This thing called wantin’ and havin’ it all…
In 2007, Doris Lessing was awarded the Nobel Prize for Literature. At the time, she said “Thank you does not seem enough when you’ve won the best of them all. It is astonishing and amazing,” especially as she had been informed in the 1960s that she would never win, as the Noble judges did not like her.
One year on, Lessing has called winning the prize a disaster. It has left her in such high demand that it has completely sapped her of creativity, and she is now unable to write.
Last week I mentioned a long discussion carried out across blog posts and comments on blog posts about great books, books you have to read, and popular books. Very early in the discussion, Jodi asked whether it was possible for a writer to have both literary and commercial success at the same time. I could recall very few writers who have enjoyed the commercial success of a Dan Brown, or a J K Rowling, while at the same time being given the literary recognition of a Salman Rushdie or a Kingsly Amis.
At the time the question was framed as “is it possible to have both”? Lessing’s dilemma prompts a further consideration – would you want both?
With critical acclaim comes expectation, often unreasonable expectation. Your book is brilliant, a staggering work of unadulterated genius. The critics rave, raising you to the pantheon of the literary gods, a worthy successor to Shakespeare, Dickins, Hemmingway. What do you do next?

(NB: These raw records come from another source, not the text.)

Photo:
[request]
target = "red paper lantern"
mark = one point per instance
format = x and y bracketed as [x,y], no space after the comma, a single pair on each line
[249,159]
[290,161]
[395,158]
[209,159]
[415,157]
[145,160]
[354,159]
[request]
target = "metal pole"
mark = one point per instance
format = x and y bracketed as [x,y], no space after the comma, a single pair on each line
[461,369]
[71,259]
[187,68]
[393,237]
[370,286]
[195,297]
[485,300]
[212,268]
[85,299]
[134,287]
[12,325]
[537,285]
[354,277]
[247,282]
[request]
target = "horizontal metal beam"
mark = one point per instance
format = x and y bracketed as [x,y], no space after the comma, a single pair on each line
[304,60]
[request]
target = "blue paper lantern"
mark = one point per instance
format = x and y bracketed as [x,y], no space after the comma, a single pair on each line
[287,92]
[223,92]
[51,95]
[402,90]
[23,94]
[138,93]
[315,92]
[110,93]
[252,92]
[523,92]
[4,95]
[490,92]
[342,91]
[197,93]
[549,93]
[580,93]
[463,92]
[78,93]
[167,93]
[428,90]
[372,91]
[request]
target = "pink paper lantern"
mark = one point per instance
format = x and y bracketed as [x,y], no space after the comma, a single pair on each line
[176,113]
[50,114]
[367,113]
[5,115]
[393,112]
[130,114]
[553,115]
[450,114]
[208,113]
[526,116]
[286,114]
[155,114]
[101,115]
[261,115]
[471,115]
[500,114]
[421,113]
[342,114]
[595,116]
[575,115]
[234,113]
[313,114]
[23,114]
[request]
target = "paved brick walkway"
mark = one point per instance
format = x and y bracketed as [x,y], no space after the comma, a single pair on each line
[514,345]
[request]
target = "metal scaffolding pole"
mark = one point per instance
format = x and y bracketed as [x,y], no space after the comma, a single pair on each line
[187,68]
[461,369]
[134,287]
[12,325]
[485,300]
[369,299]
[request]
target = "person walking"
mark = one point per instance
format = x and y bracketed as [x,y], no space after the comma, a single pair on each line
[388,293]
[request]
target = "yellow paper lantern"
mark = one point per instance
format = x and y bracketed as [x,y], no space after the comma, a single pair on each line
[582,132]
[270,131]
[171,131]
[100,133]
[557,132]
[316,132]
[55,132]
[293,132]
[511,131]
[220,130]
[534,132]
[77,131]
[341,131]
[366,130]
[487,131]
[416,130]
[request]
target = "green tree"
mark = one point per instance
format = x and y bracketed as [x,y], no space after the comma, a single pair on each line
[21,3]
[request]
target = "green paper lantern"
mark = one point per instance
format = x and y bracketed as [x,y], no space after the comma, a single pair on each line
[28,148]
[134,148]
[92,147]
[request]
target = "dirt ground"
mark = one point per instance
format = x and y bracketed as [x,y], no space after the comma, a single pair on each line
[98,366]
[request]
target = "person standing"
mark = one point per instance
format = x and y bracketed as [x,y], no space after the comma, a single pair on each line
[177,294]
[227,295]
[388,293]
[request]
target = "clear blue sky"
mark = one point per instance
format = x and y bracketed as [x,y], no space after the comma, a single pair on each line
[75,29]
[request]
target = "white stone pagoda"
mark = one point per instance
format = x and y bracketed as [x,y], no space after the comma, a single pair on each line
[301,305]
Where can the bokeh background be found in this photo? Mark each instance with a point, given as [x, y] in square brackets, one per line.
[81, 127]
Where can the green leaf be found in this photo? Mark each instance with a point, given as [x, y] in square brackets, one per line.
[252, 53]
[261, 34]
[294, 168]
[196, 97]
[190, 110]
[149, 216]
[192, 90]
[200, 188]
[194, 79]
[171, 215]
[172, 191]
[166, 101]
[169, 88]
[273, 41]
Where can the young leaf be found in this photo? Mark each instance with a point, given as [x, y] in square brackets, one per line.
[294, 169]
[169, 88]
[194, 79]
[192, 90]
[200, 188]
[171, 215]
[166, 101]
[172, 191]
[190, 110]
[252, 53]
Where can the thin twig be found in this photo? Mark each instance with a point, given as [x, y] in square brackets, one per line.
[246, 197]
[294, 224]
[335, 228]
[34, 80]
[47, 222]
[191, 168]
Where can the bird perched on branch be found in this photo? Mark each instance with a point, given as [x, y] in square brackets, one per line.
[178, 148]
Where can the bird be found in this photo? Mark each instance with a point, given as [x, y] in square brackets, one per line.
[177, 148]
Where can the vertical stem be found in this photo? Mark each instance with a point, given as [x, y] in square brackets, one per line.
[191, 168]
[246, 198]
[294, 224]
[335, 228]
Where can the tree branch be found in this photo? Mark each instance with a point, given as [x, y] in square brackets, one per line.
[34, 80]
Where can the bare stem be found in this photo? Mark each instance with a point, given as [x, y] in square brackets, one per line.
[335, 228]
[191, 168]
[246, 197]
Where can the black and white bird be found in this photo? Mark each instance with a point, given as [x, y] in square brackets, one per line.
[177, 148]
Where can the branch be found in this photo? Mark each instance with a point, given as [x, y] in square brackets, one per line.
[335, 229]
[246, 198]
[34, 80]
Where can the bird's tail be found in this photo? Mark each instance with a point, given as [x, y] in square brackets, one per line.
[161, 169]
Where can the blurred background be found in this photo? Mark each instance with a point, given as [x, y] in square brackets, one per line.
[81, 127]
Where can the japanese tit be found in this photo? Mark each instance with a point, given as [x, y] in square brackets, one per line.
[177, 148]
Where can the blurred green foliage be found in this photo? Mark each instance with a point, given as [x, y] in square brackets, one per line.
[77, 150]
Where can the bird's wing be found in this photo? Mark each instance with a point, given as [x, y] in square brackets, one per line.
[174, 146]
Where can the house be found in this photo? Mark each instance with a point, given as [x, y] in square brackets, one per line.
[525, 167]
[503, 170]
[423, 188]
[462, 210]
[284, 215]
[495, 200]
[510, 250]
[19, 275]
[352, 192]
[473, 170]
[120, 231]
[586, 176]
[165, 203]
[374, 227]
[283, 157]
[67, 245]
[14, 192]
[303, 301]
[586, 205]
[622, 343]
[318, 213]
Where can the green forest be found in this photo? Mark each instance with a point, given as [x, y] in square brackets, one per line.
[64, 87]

Unless your next book is an even more staggering work of sheer unadulterated genius, the knives will come out. You’ve lost your edge. A flash in the pan. I guess we were wrong about you. That’s an awful lot of expectation on a book that hasn’t been written. Every word should be gold. Every idea original. Every sentence quoteworthy. I can’t write that! And all of a sudden it is “hello writer’s block”.
As writers we want to have both. Do I want to open up a copy of the New Yorker, or the London Review of Books, and see my name, read critical discussions of my work, and have adulation heaped upon me? Of course I do! But I want to walk into my local Waterstones, Borders, Barnes & Noble and see my book in a prominent place, recommended by the staff. I want to sit on public transport, look over at the guy sat down reading a book, and realise that it is MY name on the cover.
Good reviews generate good sales, but there is a difference between being liked by the book critics of the popular press, and being critically acclaimed by the literati.
Was winning the Noble Prize a disaster for Lessing? It can be described as the pinnacle of a writer’s career, and it has come at a late stage in her life. Better to be suffering from such a “disaster” now, rather than early in a writing career. With a substantial body of work, coupled with a Noble Prize, it is unlikely that Lessing will fade into obscurity. A younger writer with only one or two novels may vanish. And from her descriptions, it is simply that she lacks the time, and consequently the energy, to write. The Prize has put her in demand, but has not robbed her of her creative voice. Instead, it has robbed her of the opportunity. This too shall pass.
So, would you rather have literary acclaim, or commercial success? Can you have it all? Would you want it all?
And it just goes to show why you should all be reading this website, because we’re bringing you comments, analysis and thoughts on the writing process before anyone else.
From today’s Guardian Books Blog:
If you don’t succeed as a writer, be glad
Hmmm – so we should be writing for the big British papers then! Or they’ve been hanging out at our blogs and stealing our ideas??
I doubt it’s possible to have both, considering the biases of the literary community. The literati are highly educated people, looking for writing that’s best appreciated _by_ the highly educated, not necessarily by hoi polloi.
More succinctly: While commercial success requires broad appeal, literary success almost requires narrow appeal.
You’ll find critics praising the Harry Potter books _as literature_, and doing it eloquently and convincingly, but those critics are people like Stephen King. Respectable writers, but nonetheless coming from a popular background themselves.
Once you achieve great commercial success, you more or less disqualify yourself from the higher forms of literary recognition.
(Note: I’m deliberately taking a controversial position here. Disagreement is welcome!)